Kommentar „Sterben“ von Matthias Glasner enthält autobiografische Elemente – ursprünglich ging es nur um seine Eltern, später dann auch um den Regisseur selbst. Über die Dreharbeiten schreibt er: „Wir waren auf der Suche nach der Magie des Augenblicks“
„No hope no fear“

Foto: Port au Prince/Senator Film/Wild Bunch/Peter Hartwig

„The hope is in the fact that we are playing it“
— Tom Lunies im Film über die Komposition „Sterben“

Ich sitze in einem Coffee Shop direkt an der nächsten Ecke, nur ein paar Schritte von unserer Wohnung entfernt.

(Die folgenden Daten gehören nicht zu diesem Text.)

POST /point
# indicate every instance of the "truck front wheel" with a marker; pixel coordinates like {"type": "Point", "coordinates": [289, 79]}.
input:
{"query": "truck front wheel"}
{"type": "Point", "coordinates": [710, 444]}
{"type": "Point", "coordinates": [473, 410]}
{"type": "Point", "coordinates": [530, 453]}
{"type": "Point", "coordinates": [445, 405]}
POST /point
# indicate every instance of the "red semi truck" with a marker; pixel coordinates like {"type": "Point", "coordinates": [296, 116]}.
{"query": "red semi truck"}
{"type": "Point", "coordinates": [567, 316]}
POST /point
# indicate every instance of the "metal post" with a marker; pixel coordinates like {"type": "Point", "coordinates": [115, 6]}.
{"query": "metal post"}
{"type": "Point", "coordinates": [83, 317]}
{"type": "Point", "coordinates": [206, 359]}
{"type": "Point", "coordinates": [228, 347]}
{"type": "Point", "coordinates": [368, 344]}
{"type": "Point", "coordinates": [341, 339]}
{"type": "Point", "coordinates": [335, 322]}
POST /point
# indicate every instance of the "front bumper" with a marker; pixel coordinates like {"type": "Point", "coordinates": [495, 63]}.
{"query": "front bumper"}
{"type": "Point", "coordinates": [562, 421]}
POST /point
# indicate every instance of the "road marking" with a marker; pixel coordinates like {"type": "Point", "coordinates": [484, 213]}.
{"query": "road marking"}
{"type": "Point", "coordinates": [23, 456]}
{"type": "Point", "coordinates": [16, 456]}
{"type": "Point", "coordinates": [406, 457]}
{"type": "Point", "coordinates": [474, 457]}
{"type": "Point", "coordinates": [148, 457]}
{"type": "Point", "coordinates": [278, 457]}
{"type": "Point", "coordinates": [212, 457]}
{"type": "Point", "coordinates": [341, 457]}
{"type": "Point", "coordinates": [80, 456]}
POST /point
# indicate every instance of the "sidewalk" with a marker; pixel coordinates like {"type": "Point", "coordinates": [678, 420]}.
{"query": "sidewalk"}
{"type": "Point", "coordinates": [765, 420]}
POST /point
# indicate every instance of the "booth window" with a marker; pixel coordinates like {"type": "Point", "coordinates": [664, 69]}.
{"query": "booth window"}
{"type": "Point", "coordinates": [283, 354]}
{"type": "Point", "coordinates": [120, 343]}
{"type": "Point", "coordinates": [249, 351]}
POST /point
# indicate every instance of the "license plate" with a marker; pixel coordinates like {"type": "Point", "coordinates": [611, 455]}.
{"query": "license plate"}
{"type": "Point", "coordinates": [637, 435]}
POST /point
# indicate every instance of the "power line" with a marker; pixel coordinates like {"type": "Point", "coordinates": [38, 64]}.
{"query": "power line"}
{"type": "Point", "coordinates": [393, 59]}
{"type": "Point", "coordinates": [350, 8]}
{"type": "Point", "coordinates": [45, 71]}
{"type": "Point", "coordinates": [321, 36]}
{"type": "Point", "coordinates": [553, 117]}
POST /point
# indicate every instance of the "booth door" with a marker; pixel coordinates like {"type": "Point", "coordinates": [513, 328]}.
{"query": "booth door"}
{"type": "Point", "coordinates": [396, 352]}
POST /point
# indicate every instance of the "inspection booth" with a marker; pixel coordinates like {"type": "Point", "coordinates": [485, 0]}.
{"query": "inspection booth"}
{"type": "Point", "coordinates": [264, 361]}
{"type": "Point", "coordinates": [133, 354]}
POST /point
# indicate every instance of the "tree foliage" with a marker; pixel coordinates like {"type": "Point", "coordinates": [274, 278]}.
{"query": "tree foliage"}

Mein erstes Kind, gerade erst geboren, wartet darauf, von mir durch den Park geschoben zu werden, damit es endlich einschläft. Auch ich will schlafen, aber ich kann nicht. Ich starre aus dem Fenster, raus auf die Straße, Schönhauser Ecke Danziger. Und ich sehe die Gespenster meiner Eltern, die hier nie gewesen sind, dort mitten im Verkehr stehen. Sie sind vor kurzem schnell nacheinander gestorben, nach langem Leiden. Ich will ihnen verdammt nochmal endlich nahekommen, was mir Zeit ihres Lebens nicht gelungen ist. Und die einzige Methode für mich, überhaupt irgendetwas oder irgendwem nahe zu kommen, ist es, einen Film zu machen.

Also fange ich an zu schreiben, im Lärm der Kaffeemaschinen, an diesem trostlosen Ort. Schreibe in den nächsten Wochen hier jeden Tag für ein paar Stunden. Erst nur über meine Eltern, dann wird klar, dass es nicht geht, wenn ich nicht selbst darin vorkomme. Also schreibe ich auch über mich. Und dann plötzlich über alles. Über das ganze Leben, so, wie ich es kannte, bevor ich eine neue Familie fand.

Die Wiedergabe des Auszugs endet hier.